Submit an issue View all issues Source
MIR-1280

BuildKit GC not enforcing its keepBytes cap — cache grew to 2.6× the configured limit

In Progress runtime Bug public
phinze phinze Opened Jun 30, 2026 Updated Jul 1, 2026

What happened

BuildKit's local build cache on miren-garden grew to 27GB against a configured 10GB cap, a primary contributor to the MIR-1279 disk-pressure outage. Manual buildctl prune --keep-storage 10000 reclaimed 17GB, confirming the cache was collectable — automatic GC just never did it.
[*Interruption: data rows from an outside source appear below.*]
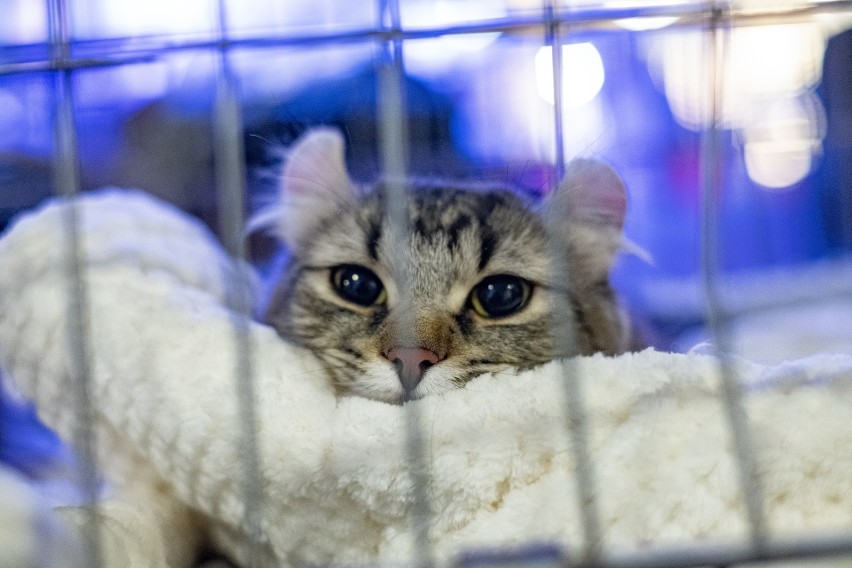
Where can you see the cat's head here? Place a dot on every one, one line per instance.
(477, 281)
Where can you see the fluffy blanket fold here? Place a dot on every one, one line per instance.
(500, 470)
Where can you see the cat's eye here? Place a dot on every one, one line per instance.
(500, 295)
(358, 284)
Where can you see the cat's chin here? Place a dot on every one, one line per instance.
(380, 382)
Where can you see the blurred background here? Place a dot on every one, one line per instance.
(638, 82)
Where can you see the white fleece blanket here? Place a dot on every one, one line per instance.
(500, 469)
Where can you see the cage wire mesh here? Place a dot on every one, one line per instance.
(87, 48)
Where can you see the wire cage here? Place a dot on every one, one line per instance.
(728, 120)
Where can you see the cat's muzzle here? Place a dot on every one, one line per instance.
(411, 364)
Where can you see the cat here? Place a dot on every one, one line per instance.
(467, 287)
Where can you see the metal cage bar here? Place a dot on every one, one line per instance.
(229, 160)
(565, 320)
(732, 395)
(393, 155)
(67, 185)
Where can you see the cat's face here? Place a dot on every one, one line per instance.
(467, 287)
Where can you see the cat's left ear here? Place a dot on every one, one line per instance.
(589, 208)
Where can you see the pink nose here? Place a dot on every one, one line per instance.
(411, 363)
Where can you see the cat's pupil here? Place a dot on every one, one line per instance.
(357, 284)
(500, 295)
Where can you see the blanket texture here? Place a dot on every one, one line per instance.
(499, 466)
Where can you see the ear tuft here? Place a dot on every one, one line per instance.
(594, 193)
(316, 166)
(588, 210)
(314, 184)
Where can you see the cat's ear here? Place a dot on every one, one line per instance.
(314, 183)
(588, 208)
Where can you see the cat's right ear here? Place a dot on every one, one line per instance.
(314, 182)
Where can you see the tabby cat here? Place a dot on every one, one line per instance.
(465, 285)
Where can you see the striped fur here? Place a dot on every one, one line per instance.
(452, 237)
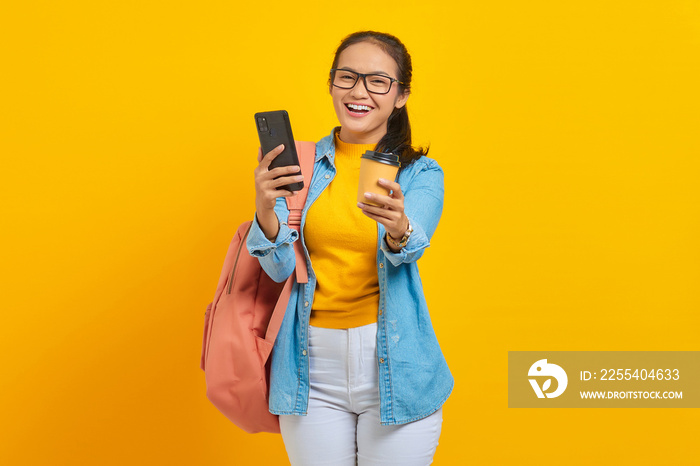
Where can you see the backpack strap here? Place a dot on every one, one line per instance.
(295, 204)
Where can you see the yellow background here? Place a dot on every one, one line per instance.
(568, 131)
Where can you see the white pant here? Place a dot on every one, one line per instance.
(342, 425)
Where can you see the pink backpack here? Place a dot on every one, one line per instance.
(241, 324)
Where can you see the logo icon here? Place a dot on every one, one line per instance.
(542, 369)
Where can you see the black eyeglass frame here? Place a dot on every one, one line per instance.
(364, 80)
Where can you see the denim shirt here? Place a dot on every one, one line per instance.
(414, 380)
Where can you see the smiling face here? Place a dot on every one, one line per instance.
(363, 116)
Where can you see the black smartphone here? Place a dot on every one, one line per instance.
(274, 129)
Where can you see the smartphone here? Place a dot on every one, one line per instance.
(274, 129)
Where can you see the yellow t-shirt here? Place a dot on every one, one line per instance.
(342, 244)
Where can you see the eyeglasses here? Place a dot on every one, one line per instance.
(374, 83)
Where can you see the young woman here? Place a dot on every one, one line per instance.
(357, 375)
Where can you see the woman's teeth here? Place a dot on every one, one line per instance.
(359, 108)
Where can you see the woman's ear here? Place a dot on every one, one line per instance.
(401, 100)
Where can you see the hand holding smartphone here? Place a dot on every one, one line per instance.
(274, 129)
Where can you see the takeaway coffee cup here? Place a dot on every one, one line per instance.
(375, 165)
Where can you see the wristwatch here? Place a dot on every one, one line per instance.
(404, 238)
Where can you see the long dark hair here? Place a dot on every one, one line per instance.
(398, 135)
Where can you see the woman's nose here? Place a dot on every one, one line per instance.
(360, 89)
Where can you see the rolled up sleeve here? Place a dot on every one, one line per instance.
(276, 257)
(423, 200)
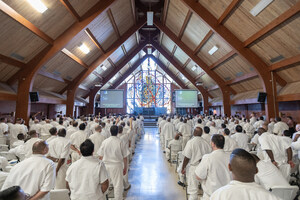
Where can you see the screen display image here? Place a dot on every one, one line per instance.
(186, 98)
(111, 98)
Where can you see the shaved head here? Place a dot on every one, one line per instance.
(242, 165)
(40, 147)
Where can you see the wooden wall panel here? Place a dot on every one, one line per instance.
(122, 13)
(195, 32)
(7, 71)
(83, 38)
(176, 15)
(19, 40)
(103, 30)
(53, 21)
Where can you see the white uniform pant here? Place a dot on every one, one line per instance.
(60, 182)
(193, 183)
(115, 172)
(184, 141)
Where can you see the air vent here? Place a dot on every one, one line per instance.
(17, 56)
(57, 73)
(273, 60)
(239, 74)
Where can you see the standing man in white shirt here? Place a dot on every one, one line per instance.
(87, 178)
(114, 155)
(59, 151)
(76, 139)
(193, 153)
(3, 130)
(213, 171)
(186, 131)
(35, 175)
(243, 168)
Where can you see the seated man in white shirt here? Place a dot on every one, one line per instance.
(13, 193)
(213, 171)
(59, 151)
(35, 175)
(193, 153)
(268, 175)
(230, 144)
(87, 178)
(243, 168)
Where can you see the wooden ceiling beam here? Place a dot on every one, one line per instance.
(169, 72)
(274, 24)
(71, 9)
(194, 57)
(185, 23)
(222, 60)
(94, 40)
(202, 43)
(229, 10)
(242, 78)
(285, 63)
(279, 80)
(75, 58)
(179, 68)
(24, 22)
(128, 72)
(113, 22)
(165, 11)
(11, 61)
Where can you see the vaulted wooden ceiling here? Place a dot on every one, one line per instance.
(116, 35)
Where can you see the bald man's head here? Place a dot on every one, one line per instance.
(40, 147)
(197, 131)
(242, 165)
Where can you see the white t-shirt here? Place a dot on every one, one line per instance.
(34, 174)
(213, 171)
(195, 148)
(237, 190)
(85, 177)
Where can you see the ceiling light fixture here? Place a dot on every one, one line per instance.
(213, 50)
(84, 48)
(38, 5)
(260, 7)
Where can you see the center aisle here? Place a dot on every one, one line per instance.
(150, 175)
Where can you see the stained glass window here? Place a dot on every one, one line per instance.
(148, 88)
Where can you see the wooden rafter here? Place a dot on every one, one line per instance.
(11, 61)
(274, 24)
(185, 23)
(165, 11)
(285, 63)
(24, 22)
(202, 43)
(128, 72)
(169, 72)
(75, 58)
(229, 10)
(179, 68)
(194, 57)
(279, 80)
(222, 60)
(71, 9)
(113, 22)
(242, 78)
(94, 40)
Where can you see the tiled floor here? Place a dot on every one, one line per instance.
(150, 175)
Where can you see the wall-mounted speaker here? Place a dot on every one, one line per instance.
(261, 97)
(34, 96)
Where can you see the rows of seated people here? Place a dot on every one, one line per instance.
(214, 156)
(83, 158)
Root cause (proven on the box)

Two compounding faults in the generated buildkitd.toml:

  1. No ceiling field was ever set. The single policy used keepBytes, which BuildKit v0.19 deprecates and migrates to reservedSpace — a floor ("never prune below"), not a cap. maxUsedSpace (the actual ceiling) was 0. Confirmed live via buildctl debug workers: {reservedSpace:10GB, maxUsedSpace:0, keepDuration:7d}.
  2. keepDuration pins far more than it looks. It protects any record used within 7 days — and because deletion can't remove a parent while a child still references it, it transitively protects the entire ancestry of anything touched in the window. On a builder that constantly rebuilds a stable family of base images, that pins nearly the whole cache. Measured: 73 of 73 over-7d records on garden were pinned by a younger descendant; zero were freely deletable.
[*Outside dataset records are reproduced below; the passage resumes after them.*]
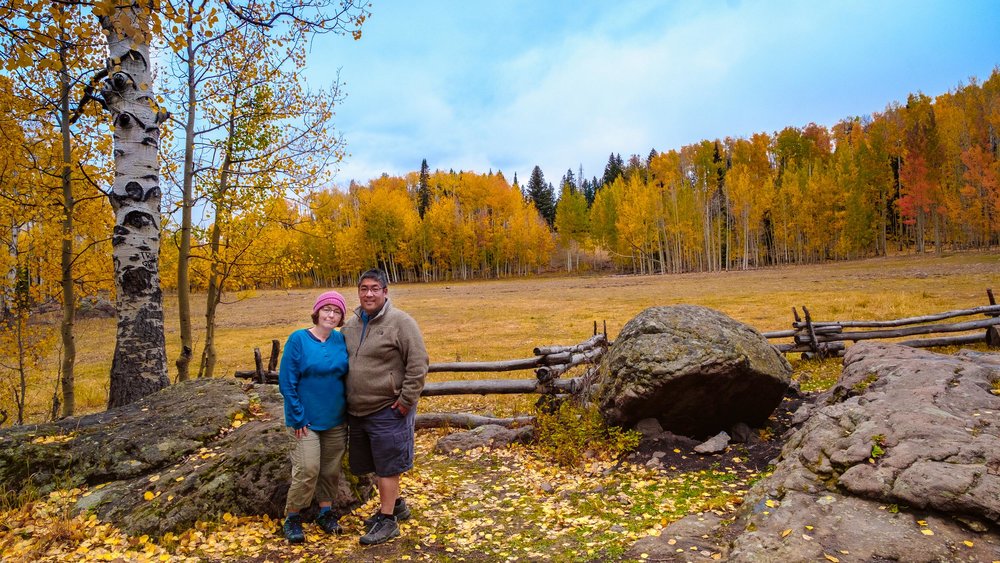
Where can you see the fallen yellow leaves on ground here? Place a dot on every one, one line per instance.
(486, 503)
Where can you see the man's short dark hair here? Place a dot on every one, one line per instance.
(375, 274)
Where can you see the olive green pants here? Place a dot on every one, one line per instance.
(316, 462)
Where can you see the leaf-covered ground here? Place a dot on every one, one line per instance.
(483, 505)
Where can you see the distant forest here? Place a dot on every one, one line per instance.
(914, 177)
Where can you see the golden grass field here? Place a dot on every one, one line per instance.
(505, 319)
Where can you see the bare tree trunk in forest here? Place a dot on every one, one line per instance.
(66, 247)
(184, 252)
(215, 278)
(139, 365)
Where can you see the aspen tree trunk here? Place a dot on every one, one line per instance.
(215, 278)
(139, 365)
(66, 247)
(184, 252)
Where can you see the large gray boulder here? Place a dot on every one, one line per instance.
(192, 451)
(899, 461)
(692, 368)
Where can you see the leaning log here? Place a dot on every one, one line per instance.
(545, 373)
(269, 376)
(465, 420)
(496, 387)
(506, 365)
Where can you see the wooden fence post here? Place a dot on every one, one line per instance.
(992, 332)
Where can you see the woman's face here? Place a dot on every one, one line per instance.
(329, 317)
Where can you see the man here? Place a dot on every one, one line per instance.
(388, 364)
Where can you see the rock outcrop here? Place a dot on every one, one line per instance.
(191, 451)
(899, 461)
(695, 370)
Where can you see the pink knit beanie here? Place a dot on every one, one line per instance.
(331, 298)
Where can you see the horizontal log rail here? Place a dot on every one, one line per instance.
(908, 331)
(497, 387)
(825, 338)
(984, 310)
(467, 421)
Net: GC ran after every build and freed only whatever just aged out (logs show ~a dozen runs freeing 0.1–3GB each), but the 10GB cap never bound, so the cache climbed unbounded.

Live proof

Same 2GB prune target, only the age gate toggled: --keep-storage 2000 --keep-duration 168h freed 0B; --keep-storage 2000 freed 7.74GB. The age gate alone makes the cap unenforceable.

Ruled out

  • Not a BuildKit version bug. The prune / calculateKeepBytes logic is byte-identical from v0.19.0 (the box's rc3) through v0.31.1. Upgrading won't fix it.
  • Not the pull-through cache migration (infra#76, Jun 24). All base-version churn predates it on the old periodic-sync cadence; only ~0.06GB of pulls postdate the cutover.

Fix

Replace the single keepDuration policy with a graduated multi-tier policy whose final two tiers are age-less maxUsedSpace ceilings (mirrors BuildKit's own default shape, using the non-deprecated fields and OR-form source filters). Implemented in components/buildkit/buildkit.go; PR to follow.

Follow-ups (separate)

  • pkg/stackbuild: SharedKeyHint is keyed on a per-build temp dir (dead as written); WithMetaResolver applied inconsistently; consider pinning base-image digests — more valuable now under the pull-through cache.
  • Registry retention: miren-oci is 236GB with no GC (filed separately).
  • Optional: a periodic buildctl prune as version-independent insurance, and ship buildctl on the host so there's an on-box way to inspect/prune.